Flussterrassen, Terrassenschotter, Stuttgarter Travertin, Stuttgarter Mineralwasser

Abstract

Im Stuttgarter Neckartal (Cannstatter Becken) und Nesenbachtal (mit Stuttgarter Talkessel) wurde während mehrerer Warmzeiten des Quartärs aus kohlensäurehaltigen Quellen des Stuttgarter Mineralwassersystems Travertin abgeschieden. Wegen seiner leichten Bearbeitbarkeit, seiner guten Verwitterungsbeständigkeit sowie seiner charakteristischen Maserung in Gelb-Braun-Tönen wurde dieser seit Beginn des 19. Jahrhunderts als gesuchter Werkstein abgebaut. Mit ihrem umfangreichen und vielschichtigen Fossil-Fundgut stellen die Stuttgarter Travertine in paläontologischer, paläoökologischer und paläoklimatischer Sicht ein wertvolles Archiv für das Quartär Südwestdeutschlands dar.

Die Travertine überdecken Schotter und Hochflutlehme auf Terrassen des Neckars. Durch zahlreiche Bohrungen konnte das bislang aus Aufschlussbeschreibungen gewonnene Grobgerüst der räumlichen und vertikalen Verteilung dieser Terrassensedimente deutlich verbessert werden. Getrennt in sieben Teilgebiete werden die Schotter- und Travertinablagerungen im Detail beschrieben und in Karten sowie Schnitten nach Lage und Höhe der jeweiligen Sohlflächen dargestellt. Die ausgewiesenen Schotterkörper werden einer aus neun Eintiefungsphasen aufgebauten Terrassentreppe mit Terrassenniveaus bei 45 m (T 7), 27–28 m (T 8), 22–25 m (T 9a), 20–21 m (T 9b), 17–19 m (T 9c), 14–16 m (T 9), 10–12 m (T 10), 4–7 m (T 11) und 0–2 m (T 12) über der heutigen Aue zugeordnet. Ihr Alter stützt sich auf die für den mittleren Neckarraum erarbeitete Chronologie der Neckarterrassen, die mit Zeitmarken aus dem Cannstatter Becken gegengeprüft wird. Danach decken T 8 bis T 9c den Cromer-Komplex ab, T 9 entspricht der Hosskirch-Kaltzeit und T 10 bis T 12 der dreigeteilten Riss-Kaltzeit. Die tiefste Felssohle (T 13) wurde in der Würm-Kaltzeit erreicht. Es gibt Anzeichen dafür, dass im Cannstatter Neckartal – ähnlich wie in den Unterläufen von Neckar und Main – Talverschüttungssedimente in großer Mächtigkeit abgelagert wurden. Sie reichen hier bis zur Hosskirch-Terrasse T 9.

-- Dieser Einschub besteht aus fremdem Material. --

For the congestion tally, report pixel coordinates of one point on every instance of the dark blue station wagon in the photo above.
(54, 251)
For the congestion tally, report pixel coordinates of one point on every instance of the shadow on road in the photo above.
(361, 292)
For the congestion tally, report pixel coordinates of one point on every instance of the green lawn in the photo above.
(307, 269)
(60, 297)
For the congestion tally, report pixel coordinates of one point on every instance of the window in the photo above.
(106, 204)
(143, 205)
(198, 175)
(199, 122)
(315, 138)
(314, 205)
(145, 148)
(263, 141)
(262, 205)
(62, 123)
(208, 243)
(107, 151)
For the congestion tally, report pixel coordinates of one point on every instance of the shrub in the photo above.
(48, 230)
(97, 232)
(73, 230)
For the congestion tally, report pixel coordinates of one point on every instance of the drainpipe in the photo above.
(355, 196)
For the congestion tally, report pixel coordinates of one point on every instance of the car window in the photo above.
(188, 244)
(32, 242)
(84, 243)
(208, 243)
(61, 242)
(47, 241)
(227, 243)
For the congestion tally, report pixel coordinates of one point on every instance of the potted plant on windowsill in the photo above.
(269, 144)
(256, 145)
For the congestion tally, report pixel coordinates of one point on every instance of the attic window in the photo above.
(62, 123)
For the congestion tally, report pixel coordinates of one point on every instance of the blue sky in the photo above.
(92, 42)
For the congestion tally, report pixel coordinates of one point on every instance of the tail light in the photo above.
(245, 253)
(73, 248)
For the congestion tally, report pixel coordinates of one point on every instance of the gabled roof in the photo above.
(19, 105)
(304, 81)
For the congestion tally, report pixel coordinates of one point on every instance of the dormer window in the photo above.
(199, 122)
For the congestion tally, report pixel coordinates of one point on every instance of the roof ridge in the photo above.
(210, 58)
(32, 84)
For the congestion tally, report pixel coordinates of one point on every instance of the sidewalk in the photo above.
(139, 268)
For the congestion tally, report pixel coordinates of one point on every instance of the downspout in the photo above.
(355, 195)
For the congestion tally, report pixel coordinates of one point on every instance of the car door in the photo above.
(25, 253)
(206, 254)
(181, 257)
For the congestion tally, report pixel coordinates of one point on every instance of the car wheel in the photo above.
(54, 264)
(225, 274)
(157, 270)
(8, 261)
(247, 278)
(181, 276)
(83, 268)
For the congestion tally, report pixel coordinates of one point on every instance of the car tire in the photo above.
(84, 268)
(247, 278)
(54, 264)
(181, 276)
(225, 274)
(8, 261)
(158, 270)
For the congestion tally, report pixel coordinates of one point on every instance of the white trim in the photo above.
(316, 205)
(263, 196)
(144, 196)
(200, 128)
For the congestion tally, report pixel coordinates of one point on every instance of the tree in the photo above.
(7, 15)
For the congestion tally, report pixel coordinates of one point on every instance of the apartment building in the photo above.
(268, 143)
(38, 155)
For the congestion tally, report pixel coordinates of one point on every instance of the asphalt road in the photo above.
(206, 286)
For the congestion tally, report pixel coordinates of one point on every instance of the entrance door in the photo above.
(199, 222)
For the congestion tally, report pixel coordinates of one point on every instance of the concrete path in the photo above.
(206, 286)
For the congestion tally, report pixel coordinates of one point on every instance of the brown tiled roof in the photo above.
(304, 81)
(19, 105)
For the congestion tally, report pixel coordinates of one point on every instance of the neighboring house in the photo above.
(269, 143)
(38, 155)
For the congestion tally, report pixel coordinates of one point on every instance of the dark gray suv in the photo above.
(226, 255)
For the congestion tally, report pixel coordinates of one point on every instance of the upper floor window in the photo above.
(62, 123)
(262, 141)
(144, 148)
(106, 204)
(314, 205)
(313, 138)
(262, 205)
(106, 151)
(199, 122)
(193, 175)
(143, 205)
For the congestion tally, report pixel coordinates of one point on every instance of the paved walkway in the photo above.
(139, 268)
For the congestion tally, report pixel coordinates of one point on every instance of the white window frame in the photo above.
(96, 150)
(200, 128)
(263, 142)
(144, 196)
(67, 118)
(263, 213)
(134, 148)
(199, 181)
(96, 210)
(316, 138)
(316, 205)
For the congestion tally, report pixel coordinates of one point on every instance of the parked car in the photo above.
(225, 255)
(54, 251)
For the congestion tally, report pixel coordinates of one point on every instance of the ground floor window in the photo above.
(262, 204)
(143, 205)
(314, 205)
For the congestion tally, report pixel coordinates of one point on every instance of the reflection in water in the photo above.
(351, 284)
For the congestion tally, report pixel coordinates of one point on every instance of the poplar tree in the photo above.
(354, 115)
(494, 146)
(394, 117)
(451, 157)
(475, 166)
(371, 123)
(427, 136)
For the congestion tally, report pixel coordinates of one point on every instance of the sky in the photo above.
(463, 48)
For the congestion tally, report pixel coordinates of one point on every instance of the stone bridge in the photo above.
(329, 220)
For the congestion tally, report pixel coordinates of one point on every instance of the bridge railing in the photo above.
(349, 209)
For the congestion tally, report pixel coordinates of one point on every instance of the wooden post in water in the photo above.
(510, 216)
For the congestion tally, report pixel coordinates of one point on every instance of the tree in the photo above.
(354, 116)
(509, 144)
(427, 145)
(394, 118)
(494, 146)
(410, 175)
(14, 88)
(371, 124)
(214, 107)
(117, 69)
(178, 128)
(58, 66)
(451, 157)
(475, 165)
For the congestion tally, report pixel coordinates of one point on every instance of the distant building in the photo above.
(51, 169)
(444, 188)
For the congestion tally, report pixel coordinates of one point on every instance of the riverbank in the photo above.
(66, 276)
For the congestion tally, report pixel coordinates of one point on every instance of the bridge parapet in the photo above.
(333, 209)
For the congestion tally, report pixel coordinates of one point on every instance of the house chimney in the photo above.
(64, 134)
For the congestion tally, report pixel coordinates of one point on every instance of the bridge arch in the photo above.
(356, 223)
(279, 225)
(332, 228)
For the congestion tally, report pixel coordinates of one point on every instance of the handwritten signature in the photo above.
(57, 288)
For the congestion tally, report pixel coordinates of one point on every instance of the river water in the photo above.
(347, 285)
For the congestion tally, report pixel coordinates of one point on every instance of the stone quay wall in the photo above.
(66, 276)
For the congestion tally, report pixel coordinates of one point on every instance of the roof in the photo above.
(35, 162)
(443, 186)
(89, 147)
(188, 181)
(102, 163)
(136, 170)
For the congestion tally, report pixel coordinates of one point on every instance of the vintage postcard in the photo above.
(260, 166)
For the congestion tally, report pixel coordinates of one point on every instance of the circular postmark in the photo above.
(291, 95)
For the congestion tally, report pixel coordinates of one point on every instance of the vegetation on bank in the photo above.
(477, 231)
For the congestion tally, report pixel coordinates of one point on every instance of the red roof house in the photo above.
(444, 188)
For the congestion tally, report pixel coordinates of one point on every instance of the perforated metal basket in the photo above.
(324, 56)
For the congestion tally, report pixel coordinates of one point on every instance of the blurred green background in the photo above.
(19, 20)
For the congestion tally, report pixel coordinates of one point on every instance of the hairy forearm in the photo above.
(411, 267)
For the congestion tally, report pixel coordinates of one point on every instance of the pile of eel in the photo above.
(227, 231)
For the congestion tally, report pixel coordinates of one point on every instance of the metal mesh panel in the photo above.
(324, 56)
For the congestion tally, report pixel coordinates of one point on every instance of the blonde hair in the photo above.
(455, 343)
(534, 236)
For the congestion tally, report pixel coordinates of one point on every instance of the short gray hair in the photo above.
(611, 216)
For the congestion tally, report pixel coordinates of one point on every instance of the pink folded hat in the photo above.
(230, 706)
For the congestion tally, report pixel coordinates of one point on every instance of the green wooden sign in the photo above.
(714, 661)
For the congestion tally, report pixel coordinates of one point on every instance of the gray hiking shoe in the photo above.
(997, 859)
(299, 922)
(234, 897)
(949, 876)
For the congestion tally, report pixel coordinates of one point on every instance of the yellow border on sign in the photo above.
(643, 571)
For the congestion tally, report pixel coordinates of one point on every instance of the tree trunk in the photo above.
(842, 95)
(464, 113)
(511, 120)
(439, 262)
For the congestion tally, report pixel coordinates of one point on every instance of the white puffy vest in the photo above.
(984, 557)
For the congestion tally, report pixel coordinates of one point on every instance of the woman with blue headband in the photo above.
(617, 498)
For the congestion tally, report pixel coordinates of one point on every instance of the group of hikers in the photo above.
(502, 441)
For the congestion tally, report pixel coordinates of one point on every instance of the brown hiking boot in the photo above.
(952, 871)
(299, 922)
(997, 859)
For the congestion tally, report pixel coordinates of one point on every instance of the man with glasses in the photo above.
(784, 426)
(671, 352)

Die warmzeitliche Travertinabscheidung ist ab T 9a auf allen tieferen Terrassenniveaus vertreten. Die Zeitskala des Travertinwachstums reicht daher von Warmzeiten des jüngeren Cromers bis in das Holozän. Der mächtige Travertin im Lauster-Bruch, der auf der durch Subrosion verstellten T 9-Terrasse (Hosskirch) sitzt, schließt wahrscheinlich durch einen Hiatus getrennte Travertine auf, die während der Warmzeiten der Marinen Isotopenstufen (MIS) 11 (Holstein) und 9 entstanden. Für die Travertine auf T 11 (Katzensteigle) wird aufgrund von TIMS-230Th/U-Datierungen am gleich hoch liegenden Travertin im Nesenbachtal erstmals ein MIS 7-Alter postuliert. Die auf T 12-Schottern (Jung-Riss) sitzenden Seelberg- und Biedermann-Travertine sind erst im Anschluss an das Eem (MIS 5e)während des St. Germain I (Früh-Würm) entstanden. Ob der frühwürmzeitlichen Travertinbildungsphase noch eine eemzeitliche vorausging, die in der Basis der Travertine steckt, bleibt offen.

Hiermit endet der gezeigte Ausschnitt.